In some embodiments, synthesizer circuit 106d may be configured to generate a carrier frequency as the output frequency, while in other embodiments, the output frequency may be a multiple of the carrier frequency (e.g., twice the carrier frequency, four times the carrier frequency) and used in conjunction with a quadrature generator and frequency divider circuit to generate a plurality of signals at the carrier frequency having a plurality of different phases relative to each other. In some embodiments, the output frequency may be the LO frequency (fLO). In some embodiments, the RF circuitry 106 may include an IQ/polar converter.
FEM circuitry 108 may include a receive signal path that may include circuitry configured to operate on RF signals received from one or more antennas 110, amplify the received signals, and provide amplified signals of the received signals to RF circuitry 106 for further processing. FEM circuitry 108 may also include a transmission signal path that may include circuitry configured to amplify signals for transmission provided by RF circuitry 106 for transmission by one or more of one or more antennas 110.
In some embodiments, FEM circuitry 108 may include TX/RX switches to switch between transmit mode and receive mode operation. The FEM circuitry may include a receive signal path and a transmit signal path. The receive signal path of the FEM circuitry may include a Low Noise Amplifier (LNA) to amplify the received RF signal and provide the amplified received RF signal as an output (e.g., to the RF circuitry 106). The transmit signal path of FEM circuitry 108 may include a Power Amplifier (PA) for amplifying an input RF signal (e.g., provided by RF circuitry 106) and one or more filters for generating an RF signal for subsequent transmission (e.g., by one or more of one or more antennas 110).
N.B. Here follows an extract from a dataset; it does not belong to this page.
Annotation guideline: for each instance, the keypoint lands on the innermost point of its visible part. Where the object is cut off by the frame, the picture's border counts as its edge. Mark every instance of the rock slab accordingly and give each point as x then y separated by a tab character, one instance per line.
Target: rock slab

In some embodiments, the UE device 100 may include additional elements such as, for example, memory/storage, a display, a camera, sensors, and/or an input/output (I/O) interface.
On a RAN1(RAN WG1 (working group 1)) #79 conference, the following agreement is reached on the transmission of the channel reservation signal for LAA as described in the description of the RAN1#79 conference chairman:
DL [ downlink ] LAA design [ can ] assuming subframe boundary alignment according to Rel-12 [ release 12 ] CA timing relationship between serving cells aggregated by CA
-at least for LBE [ load based device ], some signals may be transmitted by the eNB between the time the eNB is allowed to transmit and the start of the data transmission to reserve at least the channel
This does not mean that data transmission can only be started at a subframe boundary
The possible definition of the starting position of the data transmission can be taken into account
The duration of the signal is a fraction of the maximum transmission duration
Content/additional function/duration of the signal is FFS [ further study ]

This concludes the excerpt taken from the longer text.